İZMİR’DE DENİZLİLİ OLMAK

                Her nereli olursanız olunuz çocukluğunuzun gençliğinizin geçtiği beldeden/yöreden ayrılıp da bir başka diyarda hayat mücadelesi veriyorsanız işte oralarda yaşayanlar olarak benzer duygusal gelgitleri yaşarsınız yüreğinizde.

                Bu gelgitler sizin geldiğiniz beldenin/yörenin kadîm kültürüne göre, dış dünyaya açık ya da kapalı oluşlarına göre bir değer ifade eder.

                Özellikle büyük kentlerde bu keyfiyet kendisini daha çok belli eder. Bunun sosyolojik, psikolojik vb pek çok etkenleri vardır şüphesiz…
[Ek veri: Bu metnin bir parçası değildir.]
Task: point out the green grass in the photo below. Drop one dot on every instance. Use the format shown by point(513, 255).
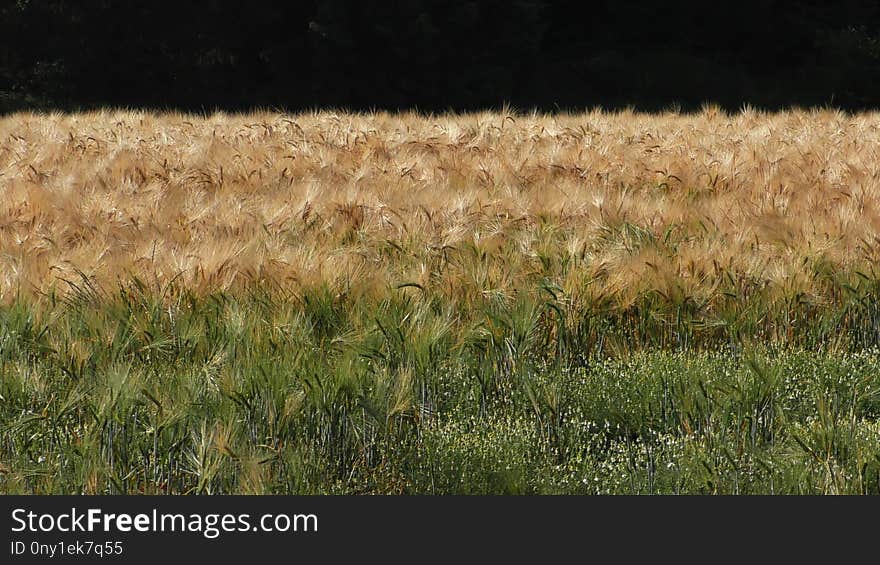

               Ör: İstanbul’da belediye başkanlıkları seçimlerine girenlerin en önemli güç kaynaklarından ve dayanaklarından birisi bir yerli olmaktır: Sivaslı, Rizeli, Trabzonlu vb Ankara’da ise bu durum daha çok İç Anadolu merkezli kendisini göstermektedir: Yozgatlı, Sivaslı, Çorumlu vb

                İzmir’de, il dışından en çok gelinen iller sıralamasında Manisalılar ve Aydınlılar önde gelmesine rağmen bir Mardinliler, bir Konyalılar kadar hemşehrilik ve hemşehricilik duygusu öne çıkmamaktadır.

                Bu bağlamda Denizli dışında Denizlililerin konumuna baktığımızda Ankara, İstanbul ve İzmir’de yaşayan Denizlililerin diğer illerin mensuplarının sergilediği hemşehrilik duygusunun uzağında olduğunu görürüz.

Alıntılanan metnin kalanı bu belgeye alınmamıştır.